Despite these limitations, consistent research, in both clinical and community samples as well as cross-nationally, indicates that individuals typically begin engaging in NSSI between 12 and 14 years of age.17,19 Although many studies have collected data on the age of onset of NSSI, few have reported the duration of NSSI. One study found that among college students who had not self-injured in more than a year (and predicted they would not in the future), 40% reported a duration of less than 1 year and another 40% reported a duration of 1-5 years.3 In addition, recent findings from longitudinal research indicate that NSSI is relatively stable over time: in community samples of adolescents and college students, 50-63% continued to engage in NSSI over the subsequent 1-2 years.33-35 Factors that predicted continued engagement in NSSI included more severe history of NSSI (e.g., greater number of NSSI methods),33 depressive symptoms,34 and lack of social support.34,35 Although these findings are from only a few studies with relatively small samples over short follow-up periods, they provide initial evidence to suggest that, for a majority of self-injurers, NSSI does not remit quickly. Finally, although NSSI and suicidal behavior are distinct, growing research indicates that NSSI is one of the most robust risk factors for suicidal behavior.23,24 Clarifying the course of NSSI will be essential for elucidating how engaging in nonsuicidal behaviors confers risk for suicidal forms of self-injury.

What We Need

Other than the age of onset, the course of NSSI remains relatively unknown and should be an important focus of future research. For instance, we do not know how the frequency, methods, and medical severity of NSSI change over time: do less severe NSSI behaviors (e.g., biting, pinching, hair-pulling) lead to more severe behaviors (e.g., cutting, carving, burning)? Or do behaviors become more medically severe over time (e.g., deeper cutting)? Understanding the course of NSSI frequency and severity may help elucidate how NSSI leads to suicidal behavior. In addition, although preliminary evidence indicates that NS SI is relatively persistent over time, the field does not yet know how long these behaviors persist, for whom they persist, and what factors predict remission and recurrence of NS SI.

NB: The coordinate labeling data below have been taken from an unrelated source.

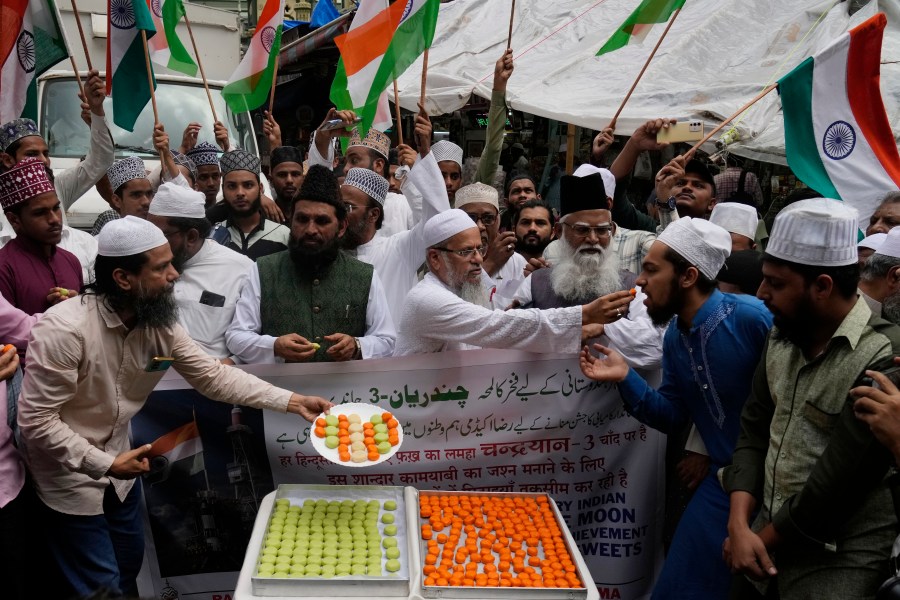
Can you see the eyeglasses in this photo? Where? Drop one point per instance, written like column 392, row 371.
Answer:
column 486, row 218
column 466, row 253
column 602, row 231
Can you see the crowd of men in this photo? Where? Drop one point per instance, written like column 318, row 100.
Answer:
column 770, row 345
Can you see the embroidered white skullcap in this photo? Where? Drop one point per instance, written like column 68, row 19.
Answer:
column 369, row 182
column 874, row 242
column 128, row 236
column 818, row 231
column 609, row 180
column 703, row 244
column 477, row 192
column 735, row 217
column 173, row 200
column 445, row 225
column 889, row 245
column 445, row 150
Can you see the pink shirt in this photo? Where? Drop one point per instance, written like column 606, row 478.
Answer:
column 15, row 326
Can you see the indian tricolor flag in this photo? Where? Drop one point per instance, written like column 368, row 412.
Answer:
column 382, row 42
column 180, row 449
column 127, row 80
column 838, row 139
column 640, row 22
column 165, row 47
column 249, row 85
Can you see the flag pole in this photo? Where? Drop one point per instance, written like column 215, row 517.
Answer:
column 397, row 110
column 737, row 113
column 200, row 65
column 512, row 13
column 87, row 54
column 612, row 123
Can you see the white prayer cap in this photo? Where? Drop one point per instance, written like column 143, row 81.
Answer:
column 129, row 236
column 874, row 242
column 173, row 200
column 818, row 231
column 445, row 150
column 703, row 244
column 477, row 192
column 736, row 217
column 370, row 182
column 445, row 225
column 890, row 243
column 609, row 180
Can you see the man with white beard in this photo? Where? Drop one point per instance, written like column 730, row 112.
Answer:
column 446, row 310
column 587, row 266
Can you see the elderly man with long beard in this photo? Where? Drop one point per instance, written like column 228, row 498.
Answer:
column 587, row 267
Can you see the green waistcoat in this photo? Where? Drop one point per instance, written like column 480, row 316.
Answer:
column 333, row 300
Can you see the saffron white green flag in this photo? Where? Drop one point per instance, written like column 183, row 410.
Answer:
column 381, row 44
column 838, row 139
column 31, row 41
column 127, row 80
column 166, row 49
column 249, row 85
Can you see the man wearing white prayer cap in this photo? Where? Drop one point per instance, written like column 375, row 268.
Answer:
column 740, row 220
column 711, row 348
column 92, row 362
column 446, row 310
column 207, row 291
column 812, row 471
column 398, row 257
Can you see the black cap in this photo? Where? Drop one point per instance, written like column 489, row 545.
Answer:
column 582, row 193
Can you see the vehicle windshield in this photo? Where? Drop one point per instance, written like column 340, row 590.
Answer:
column 178, row 104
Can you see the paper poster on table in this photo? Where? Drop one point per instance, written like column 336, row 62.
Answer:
column 499, row 421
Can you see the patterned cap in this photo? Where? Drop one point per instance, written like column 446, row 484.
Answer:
column 375, row 140
column 123, row 171
column 368, row 181
column 15, row 130
column 445, row 150
column 128, row 236
column 239, row 160
column 204, row 153
column 26, row 179
column 182, row 160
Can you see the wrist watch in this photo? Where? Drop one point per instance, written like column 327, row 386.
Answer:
column 666, row 204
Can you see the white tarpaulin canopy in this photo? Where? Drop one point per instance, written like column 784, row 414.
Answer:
column 718, row 55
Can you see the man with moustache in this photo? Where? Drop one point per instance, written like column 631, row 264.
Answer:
column 710, row 351
column 312, row 302
column 812, row 473
column 34, row 272
column 92, row 362
column 448, row 309
column 247, row 230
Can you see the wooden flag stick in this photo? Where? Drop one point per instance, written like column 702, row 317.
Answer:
column 274, row 81
column 737, row 113
column 87, row 54
column 397, row 110
column 424, row 77
column 512, row 14
column 212, row 107
column 612, row 123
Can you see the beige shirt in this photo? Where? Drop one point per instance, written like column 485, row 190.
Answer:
column 87, row 378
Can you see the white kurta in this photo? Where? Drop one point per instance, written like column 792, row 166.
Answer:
column 211, row 277
column 435, row 320
column 249, row 345
column 397, row 258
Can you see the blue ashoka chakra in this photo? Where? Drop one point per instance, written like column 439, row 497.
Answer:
column 121, row 14
column 25, row 51
column 267, row 37
column 839, row 140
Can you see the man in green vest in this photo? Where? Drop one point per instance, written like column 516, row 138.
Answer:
column 312, row 302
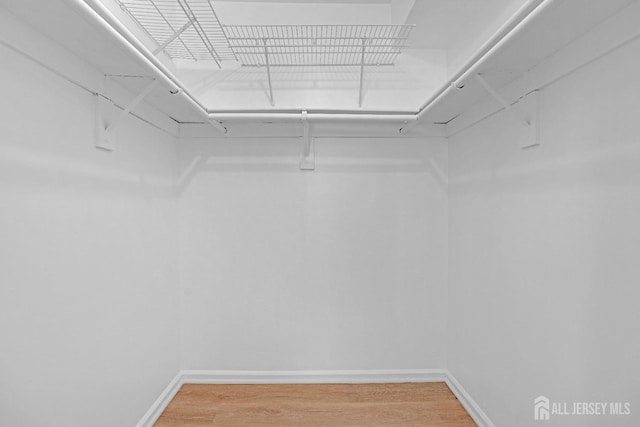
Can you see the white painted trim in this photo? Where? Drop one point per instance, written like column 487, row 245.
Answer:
column 472, row 407
column 156, row 409
column 313, row 377
column 285, row 377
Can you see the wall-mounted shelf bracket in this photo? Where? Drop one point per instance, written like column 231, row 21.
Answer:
column 106, row 127
column 307, row 155
column 524, row 112
column 218, row 126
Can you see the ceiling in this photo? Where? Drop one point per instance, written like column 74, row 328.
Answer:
column 452, row 27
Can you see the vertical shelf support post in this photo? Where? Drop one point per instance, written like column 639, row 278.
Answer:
column 364, row 42
column 266, row 60
column 307, row 155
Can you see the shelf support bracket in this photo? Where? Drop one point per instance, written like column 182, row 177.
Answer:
column 307, row 155
column 364, row 42
column 266, row 60
column 173, row 37
column 104, row 138
column 525, row 113
column 218, row 126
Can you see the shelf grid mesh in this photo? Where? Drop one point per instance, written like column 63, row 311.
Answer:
column 204, row 39
column 317, row 45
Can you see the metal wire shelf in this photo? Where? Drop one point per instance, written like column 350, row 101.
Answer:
column 317, row 45
column 183, row 29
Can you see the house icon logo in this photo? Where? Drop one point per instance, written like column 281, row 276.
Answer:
column 541, row 408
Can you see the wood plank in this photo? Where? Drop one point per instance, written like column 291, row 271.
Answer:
column 407, row 404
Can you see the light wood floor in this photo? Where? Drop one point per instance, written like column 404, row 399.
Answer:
column 409, row 404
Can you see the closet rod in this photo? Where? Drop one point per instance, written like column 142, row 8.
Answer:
column 80, row 85
column 527, row 13
column 97, row 13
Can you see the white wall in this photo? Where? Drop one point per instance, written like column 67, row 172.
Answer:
column 544, row 246
column 340, row 268
column 88, row 276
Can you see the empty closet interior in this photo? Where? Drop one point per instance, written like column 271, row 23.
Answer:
column 257, row 191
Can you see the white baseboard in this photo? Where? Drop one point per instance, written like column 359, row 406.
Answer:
column 467, row 402
column 314, row 377
column 161, row 402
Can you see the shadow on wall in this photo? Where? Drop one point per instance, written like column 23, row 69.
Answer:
column 333, row 156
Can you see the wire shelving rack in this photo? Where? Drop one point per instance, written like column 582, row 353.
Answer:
column 190, row 29
column 183, row 29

To improve understanding of NS SI course, the field needs: (1) large-scale studies with representative samples that follow individuals over long periods of time (e.g., from early adolescence to adulthood) to identify different NS SI trajectories (e.g., adolescent-limited vs. adult-persistent courses of NSSI), as well as factors that predict NSSI maintenance, remission, and recurrence, and (2) small studies with high-risk samples (e.g., adolescents in mental health treatment) that follow individuals more intensely or frequently over shorter time periods to assess changes in the frequency, method, and severity of NSSI, as well as NSSI features that increase risk for suicidal behavior.